Karen Ellzey, director of consulting services at Trammell Crow Co. and leader of the CoreNet 2010 research team on integrating business resources, says corporations need flexibility and speed, but real estate isn't known for either of those traits. Ellzey says typical lease terms that commit a tenant for five to 10 years frequently are not a good match for the 12- to 18-month windows many corporations use to evaluate their business strategies.

Real-Life Applications

A recent Bank of America deal that Trammell Crow helped structure with American Financial Realty Trust (AFRT) is an example of how providers can offer flexibility, Ellzey says. Bank of America sold 8.1 million sq. ft. to AFRT, a publicly traded real estate investment trust (REIT), and leased back 5.2 million sq. ft. The bank can now expand, contract or trade space in any of AFRT's 600 other properties under prearranged pricing.

The move relieved Bank of America of administrative duties for 450 third-party tenants that had leased space in its buildings; those leases transferred to AFRT as landlord. The deal also gave AFRT the opportunity to lease 9.5 million sq. ft. of vacant space to new users. By bringing its occupancy costs in line with current needs and fixing costs for future changes, Bank of America estimates the arrangement will save $420 million over its 20-year term.

Nicholas Schorsch, president and CEO of AFRT, says the REIT is able to offer flexibility because it deals exclusively in bank properties and has a portfolio large enough to provide space anywhere Bank of America might want to go. The REIT benefits with a guaranteed tenant in a specific volume of space, even if the bank shifts around within AFRT's portfolio.

Preparing for the Future

Some commercial real estate firms say they are expanding their expertise now to serve the corporation of the future.

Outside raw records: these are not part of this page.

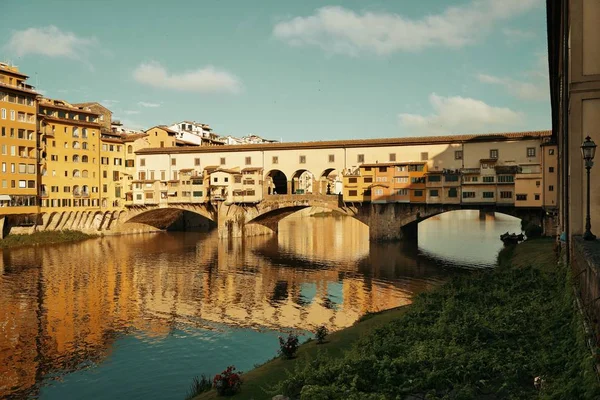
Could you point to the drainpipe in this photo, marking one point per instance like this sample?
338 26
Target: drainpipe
565 126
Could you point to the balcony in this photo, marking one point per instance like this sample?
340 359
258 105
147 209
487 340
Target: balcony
21 86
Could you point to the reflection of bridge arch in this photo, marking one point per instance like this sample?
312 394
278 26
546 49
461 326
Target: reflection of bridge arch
269 212
276 182
165 218
409 224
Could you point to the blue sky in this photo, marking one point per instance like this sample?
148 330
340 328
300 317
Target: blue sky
301 70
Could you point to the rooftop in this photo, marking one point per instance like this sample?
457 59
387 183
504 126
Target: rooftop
401 141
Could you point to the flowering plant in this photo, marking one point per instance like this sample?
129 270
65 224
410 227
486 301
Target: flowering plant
321 333
228 382
289 346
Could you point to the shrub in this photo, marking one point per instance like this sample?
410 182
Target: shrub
199 385
228 382
321 333
288 347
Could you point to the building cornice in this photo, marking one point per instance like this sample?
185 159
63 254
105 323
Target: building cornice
356 143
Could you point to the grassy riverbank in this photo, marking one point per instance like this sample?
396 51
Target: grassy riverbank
42 238
486 334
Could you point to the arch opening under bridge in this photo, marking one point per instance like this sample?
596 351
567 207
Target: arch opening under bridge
175 219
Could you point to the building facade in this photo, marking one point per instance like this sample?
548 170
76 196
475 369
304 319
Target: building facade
18 143
502 169
574 69
70 157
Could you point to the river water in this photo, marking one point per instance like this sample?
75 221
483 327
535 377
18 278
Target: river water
138 316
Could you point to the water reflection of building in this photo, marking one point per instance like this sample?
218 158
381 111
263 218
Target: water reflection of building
63 305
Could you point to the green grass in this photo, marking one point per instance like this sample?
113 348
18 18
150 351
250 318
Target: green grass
44 237
261 380
483 335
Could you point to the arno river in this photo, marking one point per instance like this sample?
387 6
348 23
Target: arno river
138 316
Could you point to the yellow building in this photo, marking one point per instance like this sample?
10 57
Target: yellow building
161 136
70 157
114 180
131 144
18 143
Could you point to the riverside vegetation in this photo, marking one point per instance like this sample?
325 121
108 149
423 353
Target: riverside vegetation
44 237
488 334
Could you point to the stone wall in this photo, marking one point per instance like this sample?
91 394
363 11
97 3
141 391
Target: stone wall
585 266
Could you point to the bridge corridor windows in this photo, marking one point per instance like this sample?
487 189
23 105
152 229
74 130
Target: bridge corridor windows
303 182
277 182
330 182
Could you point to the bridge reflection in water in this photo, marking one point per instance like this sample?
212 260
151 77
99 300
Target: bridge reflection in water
63 307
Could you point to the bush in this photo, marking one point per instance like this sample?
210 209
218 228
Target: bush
531 230
228 382
482 335
288 347
321 333
199 385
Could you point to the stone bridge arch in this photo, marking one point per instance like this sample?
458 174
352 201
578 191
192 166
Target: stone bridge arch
264 217
415 214
164 217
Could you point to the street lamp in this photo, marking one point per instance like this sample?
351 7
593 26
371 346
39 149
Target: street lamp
588 150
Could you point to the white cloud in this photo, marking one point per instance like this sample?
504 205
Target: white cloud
453 115
203 80
517 34
148 105
49 41
340 30
109 103
535 88
522 90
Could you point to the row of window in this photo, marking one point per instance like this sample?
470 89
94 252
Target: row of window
67 189
21 151
452 193
75 132
72 115
21 133
19 201
16 99
76 145
22 168
275 159
73 203
17 116
113 147
20 184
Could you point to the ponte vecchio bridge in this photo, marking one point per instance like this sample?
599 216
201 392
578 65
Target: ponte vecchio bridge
247 189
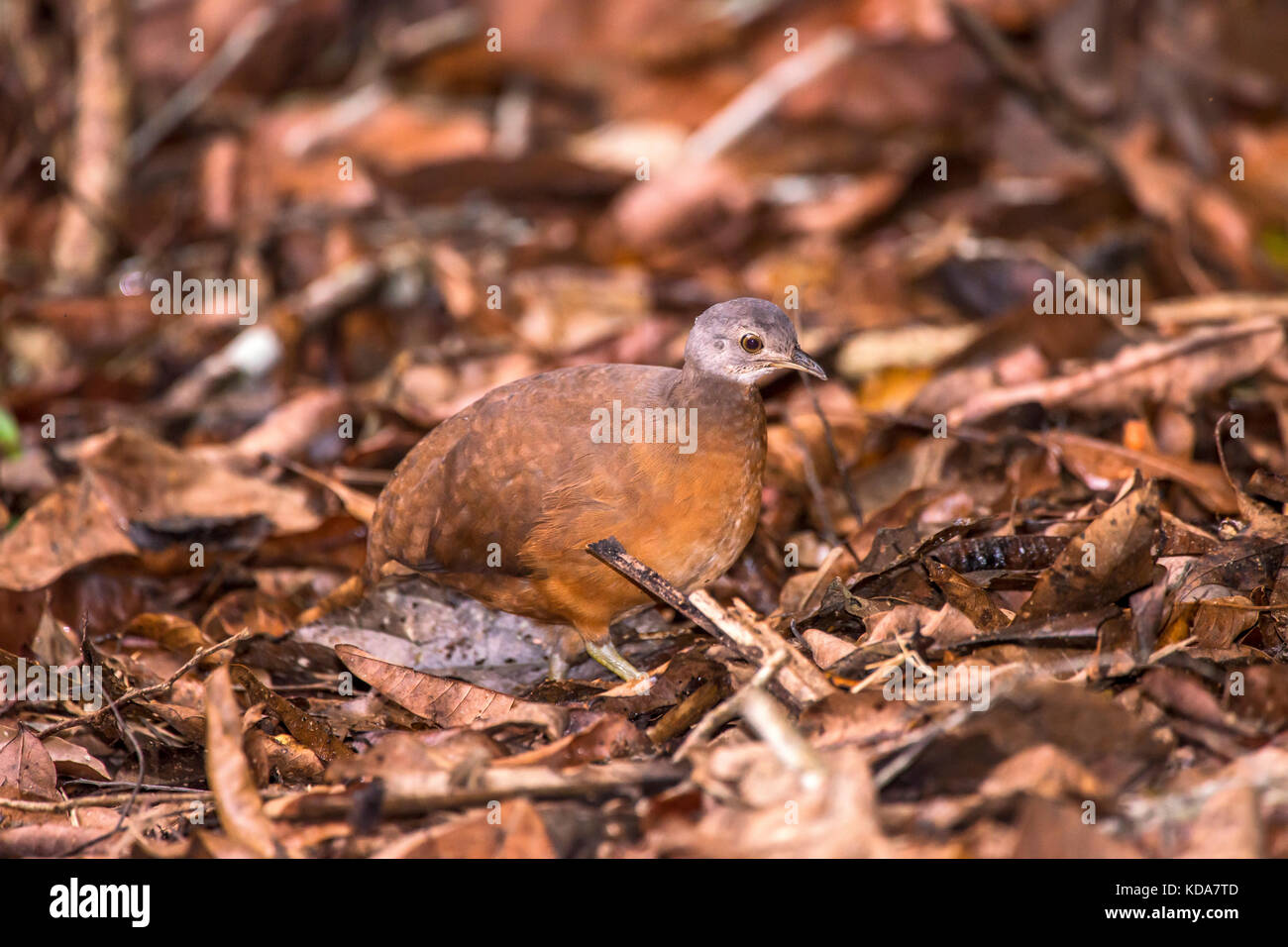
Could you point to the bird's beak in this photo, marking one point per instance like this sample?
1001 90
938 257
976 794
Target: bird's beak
803 363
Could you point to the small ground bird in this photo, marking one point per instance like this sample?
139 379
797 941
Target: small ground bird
500 500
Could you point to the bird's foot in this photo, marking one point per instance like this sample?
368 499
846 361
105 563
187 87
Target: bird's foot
559 665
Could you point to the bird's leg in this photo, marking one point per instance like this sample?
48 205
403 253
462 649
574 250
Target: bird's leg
612 659
599 646
566 651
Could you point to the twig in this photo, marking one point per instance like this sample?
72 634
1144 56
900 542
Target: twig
613 554
851 499
196 90
754 103
413 793
146 690
728 710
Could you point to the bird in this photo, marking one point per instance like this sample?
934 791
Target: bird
500 500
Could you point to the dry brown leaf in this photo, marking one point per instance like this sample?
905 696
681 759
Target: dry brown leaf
236 795
449 702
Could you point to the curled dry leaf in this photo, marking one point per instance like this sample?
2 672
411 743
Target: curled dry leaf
449 702
240 809
26 767
305 728
1108 560
150 482
40 548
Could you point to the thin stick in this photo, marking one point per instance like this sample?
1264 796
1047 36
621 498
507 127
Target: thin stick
146 690
613 554
196 90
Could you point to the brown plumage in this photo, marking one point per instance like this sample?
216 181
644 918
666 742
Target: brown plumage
501 499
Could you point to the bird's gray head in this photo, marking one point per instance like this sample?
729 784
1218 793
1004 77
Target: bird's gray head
743 339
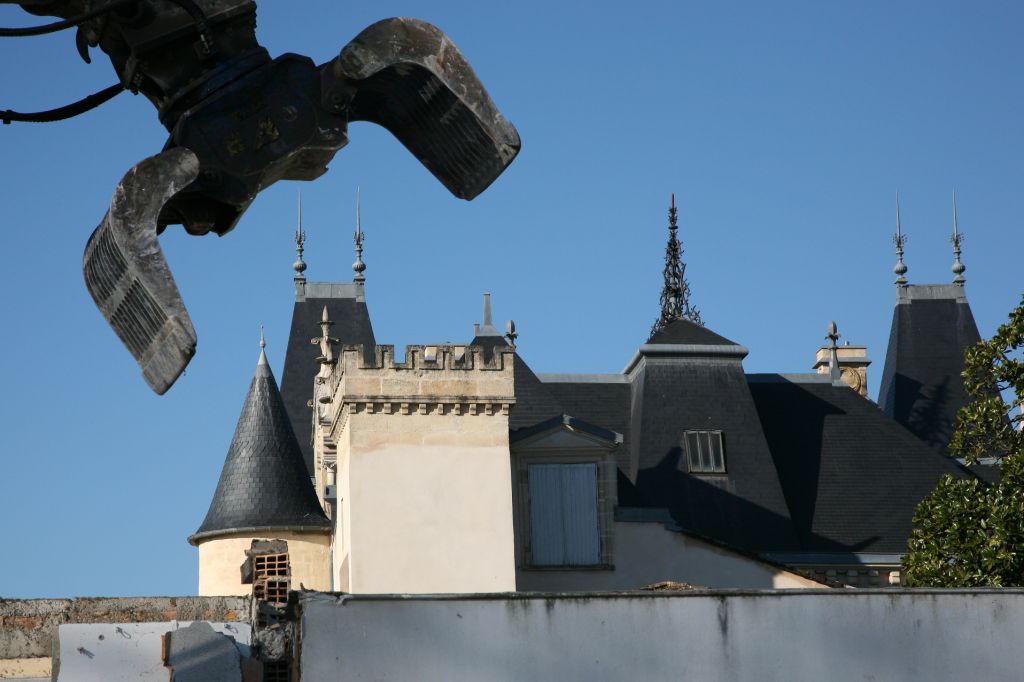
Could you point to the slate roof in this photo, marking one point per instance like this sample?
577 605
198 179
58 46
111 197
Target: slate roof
264 485
704 388
346 306
683 331
851 475
921 386
601 399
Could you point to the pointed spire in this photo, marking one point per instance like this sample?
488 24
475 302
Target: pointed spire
487 328
835 373
676 292
325 339
899 240
264 485
262 347
512 335
300 240
956 240
358 266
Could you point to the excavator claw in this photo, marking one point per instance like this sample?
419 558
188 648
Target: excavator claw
127 274
409 77
238 122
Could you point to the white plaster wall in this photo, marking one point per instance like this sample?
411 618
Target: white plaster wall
430 518
646 553
770 636
220 560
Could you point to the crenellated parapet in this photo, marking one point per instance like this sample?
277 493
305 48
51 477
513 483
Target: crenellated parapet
430 380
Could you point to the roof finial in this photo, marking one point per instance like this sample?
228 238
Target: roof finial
325 339
300 240
510 332
486 309
358 266
899 239
676 292
834 370
956 240
262 347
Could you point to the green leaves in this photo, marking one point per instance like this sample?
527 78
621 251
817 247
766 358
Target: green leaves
968 533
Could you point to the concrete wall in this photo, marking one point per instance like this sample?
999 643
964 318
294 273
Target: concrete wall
835 635
29 627
220 560
423 473
646 553
136 651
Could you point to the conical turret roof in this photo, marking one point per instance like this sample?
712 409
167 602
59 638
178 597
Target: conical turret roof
264 485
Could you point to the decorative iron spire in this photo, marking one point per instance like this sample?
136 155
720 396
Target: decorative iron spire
835 373
899 239
300 240
676 293
956 240
358 266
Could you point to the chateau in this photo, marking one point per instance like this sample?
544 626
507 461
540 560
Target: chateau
457 469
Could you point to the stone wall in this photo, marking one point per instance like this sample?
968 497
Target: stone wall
29 627
415 445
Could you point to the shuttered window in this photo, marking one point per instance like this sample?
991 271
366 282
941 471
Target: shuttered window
705 453
563 514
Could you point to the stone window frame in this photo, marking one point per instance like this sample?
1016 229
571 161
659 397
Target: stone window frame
607 499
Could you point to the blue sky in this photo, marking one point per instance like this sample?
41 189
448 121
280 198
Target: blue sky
784 129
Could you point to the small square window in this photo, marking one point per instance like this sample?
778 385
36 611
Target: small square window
704 452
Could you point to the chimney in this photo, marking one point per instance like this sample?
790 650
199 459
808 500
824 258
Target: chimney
853 364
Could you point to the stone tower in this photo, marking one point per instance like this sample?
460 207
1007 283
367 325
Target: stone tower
263 494
422 499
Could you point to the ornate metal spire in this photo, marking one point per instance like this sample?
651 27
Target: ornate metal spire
676 293
899 239
300 240
834 370
956 239
358 266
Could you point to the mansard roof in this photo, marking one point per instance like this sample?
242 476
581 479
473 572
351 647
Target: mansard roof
921 385
699 385
851 475
264 485
346 306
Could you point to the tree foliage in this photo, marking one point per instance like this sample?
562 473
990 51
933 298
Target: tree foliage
969 533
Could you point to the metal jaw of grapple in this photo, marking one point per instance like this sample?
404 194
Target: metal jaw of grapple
283 119
127 274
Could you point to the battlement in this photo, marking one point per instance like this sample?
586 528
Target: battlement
431 357
443 380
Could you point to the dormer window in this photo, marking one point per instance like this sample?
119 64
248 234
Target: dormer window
704 452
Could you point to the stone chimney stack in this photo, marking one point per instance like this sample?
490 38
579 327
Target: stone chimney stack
853 364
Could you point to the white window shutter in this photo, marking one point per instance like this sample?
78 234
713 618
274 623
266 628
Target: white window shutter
563 514
583 546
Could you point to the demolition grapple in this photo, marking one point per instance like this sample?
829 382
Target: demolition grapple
240 121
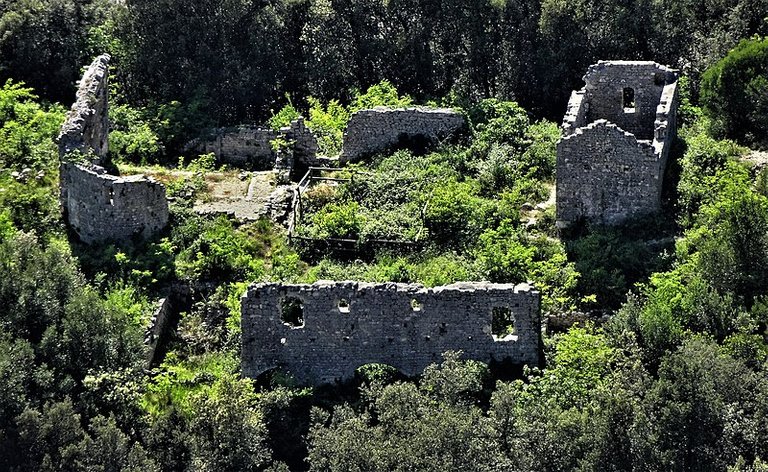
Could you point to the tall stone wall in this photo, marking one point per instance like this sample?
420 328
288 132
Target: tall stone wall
377 130
611 159
348 324
250 147
605 85
607 175
87 126
102 207
99 206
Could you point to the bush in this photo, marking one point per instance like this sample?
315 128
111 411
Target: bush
734 94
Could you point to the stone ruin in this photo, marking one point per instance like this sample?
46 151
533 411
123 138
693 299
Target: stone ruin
321 333
373 131
617 135
99 206
368 132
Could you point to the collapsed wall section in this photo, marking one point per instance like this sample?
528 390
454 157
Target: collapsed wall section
339 326
102 207
617 134
251 147
605 174
380 129
86 127
99 206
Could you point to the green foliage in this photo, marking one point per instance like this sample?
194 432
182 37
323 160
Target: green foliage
327 123
27 129
734 91
131 138
284 116
339 220
382 94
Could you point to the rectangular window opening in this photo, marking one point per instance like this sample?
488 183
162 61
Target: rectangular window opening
628 98
503 324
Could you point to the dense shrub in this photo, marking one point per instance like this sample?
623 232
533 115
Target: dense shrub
734 93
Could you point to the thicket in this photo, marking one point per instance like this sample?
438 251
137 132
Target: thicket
675 380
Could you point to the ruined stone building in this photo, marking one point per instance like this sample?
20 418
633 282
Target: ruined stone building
321 333
380 129
617 135
96 205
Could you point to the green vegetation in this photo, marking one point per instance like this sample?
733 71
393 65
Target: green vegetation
670 374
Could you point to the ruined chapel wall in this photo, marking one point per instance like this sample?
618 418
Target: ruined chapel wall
382 326
605 174
373 131
87 126
99 206
605 84
103 207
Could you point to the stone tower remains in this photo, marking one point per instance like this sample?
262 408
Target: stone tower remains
617 134
96 205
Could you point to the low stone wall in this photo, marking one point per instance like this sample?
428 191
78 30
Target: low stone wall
344 325
377 130
86 127
101 207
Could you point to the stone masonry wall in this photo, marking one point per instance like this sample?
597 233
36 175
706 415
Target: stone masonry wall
348 324
606 175
611 160
605 84
377 130
87 127
103 207
250 147
99 206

Thomas Bomba, executive vice president with Jones Lang LaSalle, emphasizes that understanding the political, cultural, religious and legal factors affecting clients in foreign markets takes an extensive network of agents.

Bomba, who led a CoreNet team studying corporate site selection in a networked world, says he doesn't think any service provider offers an extensive depth of understanding in every market. But Jones Lang LaSalle, he says, is expanding its capabilities to help clients evaluate options around the globe.

Ryon Paton, executive managing director at CB Richard Ellis in Foster City, Calif., says CBRE's role has expanded from an executor of real estate tasks to a business strategist that consults its clients on operating issues. One of the ways CBRE has deepened its bench strength is through internal industry groups in which account representatives share information to help clients find new opportunities.

“Our clients are telling us that they want both,” Paton says. “They don't just want better intelligence, they want someone who can tie that intelligence to a local market and fulfill a strategy.”

Matt Hudgins is an Austin-based writer.